The antibacterial activity on the main skin bacteria has been demonstrated by us in vitro while the one against propionibacterium by other researchers.18 In addition, in a previous study, the essential oil of Origanum vulgare in nanoemulsion, tested in an acne animal mouse model, has been shown to be a potential anti-acne product.18 The myrtle in previous studies has also shown in vitro a potential anti-acne activity associated with other plant extracts19 or antibiotics.19,20
In our study, MOTC was compared to a commercial product (Acnatac) containing clindamycin and tretinoin whose anti-acne efficacy has already been demonstrated previously.23 We chose a clindamycin-based product because in recent years it has replaced erythromycin, which is increasingly showing phenomena of bacterial resistance.24
Our results have shown that MOTC product compared to CTG has the same anti-acne efficacy and increased anti-inflammatory activity. In particular, the count of individual acne lesions and the ASI and TLC index improved in both groups with no significant differences in group comparison.
In the instrumental tests both MOTC and CTG have shown to respect the hydrolipidic film by not changing the pH and sebum. The group that used MOTC showed no significant differences in erythema of the cheek skin unlike the other group that presented skin irritation after 30 days of use of CTG product (Figure 1).
Figure 1 Clinical efficacy of three formulations in the reduction of lesions and erythema after 15 days of treatment.
Due to the presence of tretinoin, both products have altered the skin barrier as already demonstrated by other authors.25 The early action on papular erythema may be due to the fact that oregano is able to suppress the inflammation induced by propionibacterium.26 In conclusion our in vivo study showed, in our sample with mild-moderate acne, that essential oils of myrtle and oregano have antibiotic and anti-inflammatory properties, managing to improve acne lesions and retinoid erythema. Therefore, due to this double activity, they could be used, in substitution of the associated antibiotics, in the formulations with retinoids.
Our work has 2 limitations: the low number of volunteers and the standardization of essential oils.
This study was conducted on a limited sample of 30 subjects and a positive control and nonparametric tests with post hoc analysis were used to give value to the trial.
There is nothing wrong with carrying out small, well-designed studies because the data obtained, after careful interpretation, can be used in the future to design more extensive confirmatory studies.

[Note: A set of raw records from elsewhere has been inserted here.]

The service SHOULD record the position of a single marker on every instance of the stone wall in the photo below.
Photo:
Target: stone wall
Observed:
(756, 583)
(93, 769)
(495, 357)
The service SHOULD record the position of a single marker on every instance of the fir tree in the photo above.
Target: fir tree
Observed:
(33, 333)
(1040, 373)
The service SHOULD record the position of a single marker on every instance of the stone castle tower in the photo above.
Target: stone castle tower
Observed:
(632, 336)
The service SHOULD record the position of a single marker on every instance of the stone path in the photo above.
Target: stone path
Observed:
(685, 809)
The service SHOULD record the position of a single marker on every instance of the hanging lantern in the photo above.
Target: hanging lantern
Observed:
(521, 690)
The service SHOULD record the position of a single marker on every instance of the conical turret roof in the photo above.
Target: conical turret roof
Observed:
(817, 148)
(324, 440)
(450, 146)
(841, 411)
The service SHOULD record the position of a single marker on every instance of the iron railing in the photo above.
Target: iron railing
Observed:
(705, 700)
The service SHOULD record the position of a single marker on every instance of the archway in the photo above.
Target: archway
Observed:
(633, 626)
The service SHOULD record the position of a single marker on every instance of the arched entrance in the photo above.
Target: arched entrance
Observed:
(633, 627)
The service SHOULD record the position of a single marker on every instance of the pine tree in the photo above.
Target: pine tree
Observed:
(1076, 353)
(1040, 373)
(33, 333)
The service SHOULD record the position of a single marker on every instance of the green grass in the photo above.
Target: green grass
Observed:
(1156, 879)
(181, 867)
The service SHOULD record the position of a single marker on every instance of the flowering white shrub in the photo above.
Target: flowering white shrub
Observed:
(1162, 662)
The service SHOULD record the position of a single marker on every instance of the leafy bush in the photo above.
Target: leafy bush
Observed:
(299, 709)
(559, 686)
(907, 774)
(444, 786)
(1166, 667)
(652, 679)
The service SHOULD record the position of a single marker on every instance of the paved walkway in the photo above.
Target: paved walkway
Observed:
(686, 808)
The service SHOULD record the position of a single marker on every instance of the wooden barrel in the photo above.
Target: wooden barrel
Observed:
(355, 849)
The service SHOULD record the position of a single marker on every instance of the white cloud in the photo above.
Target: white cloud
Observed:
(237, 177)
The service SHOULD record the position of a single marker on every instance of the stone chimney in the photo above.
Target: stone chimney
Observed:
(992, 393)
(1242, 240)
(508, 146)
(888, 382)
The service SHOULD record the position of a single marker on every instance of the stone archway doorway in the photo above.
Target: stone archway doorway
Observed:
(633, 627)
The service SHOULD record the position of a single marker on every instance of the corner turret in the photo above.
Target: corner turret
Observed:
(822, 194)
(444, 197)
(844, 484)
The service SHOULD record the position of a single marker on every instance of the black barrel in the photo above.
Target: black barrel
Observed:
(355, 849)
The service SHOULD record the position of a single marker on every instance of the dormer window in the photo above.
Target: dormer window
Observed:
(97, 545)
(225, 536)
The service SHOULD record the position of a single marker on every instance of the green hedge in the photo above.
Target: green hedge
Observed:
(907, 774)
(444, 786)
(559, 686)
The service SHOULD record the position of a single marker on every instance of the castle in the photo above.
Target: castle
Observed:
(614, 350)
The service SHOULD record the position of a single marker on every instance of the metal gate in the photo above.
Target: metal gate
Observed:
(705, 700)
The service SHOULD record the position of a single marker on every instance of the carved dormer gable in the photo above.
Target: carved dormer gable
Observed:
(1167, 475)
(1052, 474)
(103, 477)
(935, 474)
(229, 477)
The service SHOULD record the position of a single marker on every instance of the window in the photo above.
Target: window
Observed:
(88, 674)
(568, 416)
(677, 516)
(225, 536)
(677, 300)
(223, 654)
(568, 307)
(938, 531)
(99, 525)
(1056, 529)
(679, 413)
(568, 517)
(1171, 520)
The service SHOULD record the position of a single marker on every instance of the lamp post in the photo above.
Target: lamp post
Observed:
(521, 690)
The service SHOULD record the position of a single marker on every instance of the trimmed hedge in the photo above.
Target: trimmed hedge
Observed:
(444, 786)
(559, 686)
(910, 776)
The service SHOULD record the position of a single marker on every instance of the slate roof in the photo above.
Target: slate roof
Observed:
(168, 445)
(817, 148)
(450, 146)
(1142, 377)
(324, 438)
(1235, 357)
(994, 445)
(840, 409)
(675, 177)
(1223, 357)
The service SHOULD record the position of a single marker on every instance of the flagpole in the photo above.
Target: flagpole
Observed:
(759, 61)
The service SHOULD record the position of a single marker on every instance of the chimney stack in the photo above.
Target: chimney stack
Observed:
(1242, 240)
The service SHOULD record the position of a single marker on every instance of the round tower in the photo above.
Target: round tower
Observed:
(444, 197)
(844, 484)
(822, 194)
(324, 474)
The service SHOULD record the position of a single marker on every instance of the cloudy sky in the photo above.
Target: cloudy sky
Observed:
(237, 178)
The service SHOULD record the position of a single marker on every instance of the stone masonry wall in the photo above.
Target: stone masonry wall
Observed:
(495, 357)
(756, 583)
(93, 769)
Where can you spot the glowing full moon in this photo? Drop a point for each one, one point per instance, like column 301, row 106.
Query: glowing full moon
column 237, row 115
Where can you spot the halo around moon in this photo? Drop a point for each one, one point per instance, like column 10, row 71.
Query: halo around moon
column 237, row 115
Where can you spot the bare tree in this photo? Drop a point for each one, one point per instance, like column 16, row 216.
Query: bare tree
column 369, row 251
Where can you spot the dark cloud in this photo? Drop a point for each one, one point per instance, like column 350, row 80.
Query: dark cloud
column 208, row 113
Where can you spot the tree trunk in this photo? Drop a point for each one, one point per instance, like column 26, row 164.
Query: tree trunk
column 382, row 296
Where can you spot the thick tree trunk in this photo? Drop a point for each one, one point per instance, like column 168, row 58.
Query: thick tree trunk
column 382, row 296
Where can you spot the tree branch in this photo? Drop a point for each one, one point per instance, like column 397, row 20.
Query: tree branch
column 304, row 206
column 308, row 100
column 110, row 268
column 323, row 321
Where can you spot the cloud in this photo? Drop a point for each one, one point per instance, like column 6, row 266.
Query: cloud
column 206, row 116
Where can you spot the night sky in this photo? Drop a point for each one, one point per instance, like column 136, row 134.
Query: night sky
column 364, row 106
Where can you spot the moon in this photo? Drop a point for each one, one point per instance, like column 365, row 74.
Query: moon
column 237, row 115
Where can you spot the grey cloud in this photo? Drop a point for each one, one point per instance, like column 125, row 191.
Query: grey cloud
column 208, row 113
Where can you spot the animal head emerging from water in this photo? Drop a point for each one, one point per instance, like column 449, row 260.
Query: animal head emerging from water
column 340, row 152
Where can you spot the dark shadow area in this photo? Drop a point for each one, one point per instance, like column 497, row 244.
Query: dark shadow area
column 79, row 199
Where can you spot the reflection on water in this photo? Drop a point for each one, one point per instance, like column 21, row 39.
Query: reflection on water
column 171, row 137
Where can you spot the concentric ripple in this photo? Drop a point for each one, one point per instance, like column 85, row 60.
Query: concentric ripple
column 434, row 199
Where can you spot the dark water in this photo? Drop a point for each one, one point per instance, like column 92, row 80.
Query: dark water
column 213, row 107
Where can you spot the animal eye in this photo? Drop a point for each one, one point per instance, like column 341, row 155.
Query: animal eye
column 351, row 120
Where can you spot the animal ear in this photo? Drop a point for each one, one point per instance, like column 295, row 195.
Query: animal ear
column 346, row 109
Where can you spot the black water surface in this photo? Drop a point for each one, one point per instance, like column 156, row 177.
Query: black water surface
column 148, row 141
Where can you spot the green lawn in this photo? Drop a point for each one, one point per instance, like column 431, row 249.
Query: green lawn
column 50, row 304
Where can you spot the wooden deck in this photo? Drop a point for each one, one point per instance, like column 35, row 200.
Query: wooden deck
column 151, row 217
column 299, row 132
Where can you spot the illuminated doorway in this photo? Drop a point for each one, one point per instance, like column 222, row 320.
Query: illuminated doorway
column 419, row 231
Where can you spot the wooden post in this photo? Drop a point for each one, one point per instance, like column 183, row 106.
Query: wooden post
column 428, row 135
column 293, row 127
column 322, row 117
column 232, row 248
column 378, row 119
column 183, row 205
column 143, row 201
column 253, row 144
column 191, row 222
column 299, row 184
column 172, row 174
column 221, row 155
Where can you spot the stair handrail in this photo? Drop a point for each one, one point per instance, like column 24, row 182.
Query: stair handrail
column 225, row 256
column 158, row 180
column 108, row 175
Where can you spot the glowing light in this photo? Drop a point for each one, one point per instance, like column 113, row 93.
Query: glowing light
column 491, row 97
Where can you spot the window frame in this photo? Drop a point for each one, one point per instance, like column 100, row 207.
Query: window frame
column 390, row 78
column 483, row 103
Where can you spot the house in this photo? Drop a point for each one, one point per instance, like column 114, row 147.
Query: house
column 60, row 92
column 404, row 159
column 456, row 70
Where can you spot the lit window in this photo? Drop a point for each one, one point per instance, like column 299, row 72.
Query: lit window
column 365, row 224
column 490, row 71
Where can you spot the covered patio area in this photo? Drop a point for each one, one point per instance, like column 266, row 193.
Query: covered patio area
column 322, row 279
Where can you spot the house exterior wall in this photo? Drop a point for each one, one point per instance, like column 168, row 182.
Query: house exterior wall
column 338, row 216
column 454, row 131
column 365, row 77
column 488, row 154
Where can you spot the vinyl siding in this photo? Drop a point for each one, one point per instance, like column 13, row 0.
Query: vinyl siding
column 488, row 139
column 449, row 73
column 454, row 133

Essential oils are difficult to standardize because they have a chemical composition that can vary depending on the growing conditions (production site), genetics and harvesting of plants. Therefore, the results obtained refer to the chemical characteristics of our 2 essential oils and the concentration we used. Further studies would be needed to see if the same results can be obtained with other cultivars.
We wish to thank Dr. Giovanni Deligia who passed away during the course of this study.
This article has no funding source.
The authors report no conflicts of interest in this work.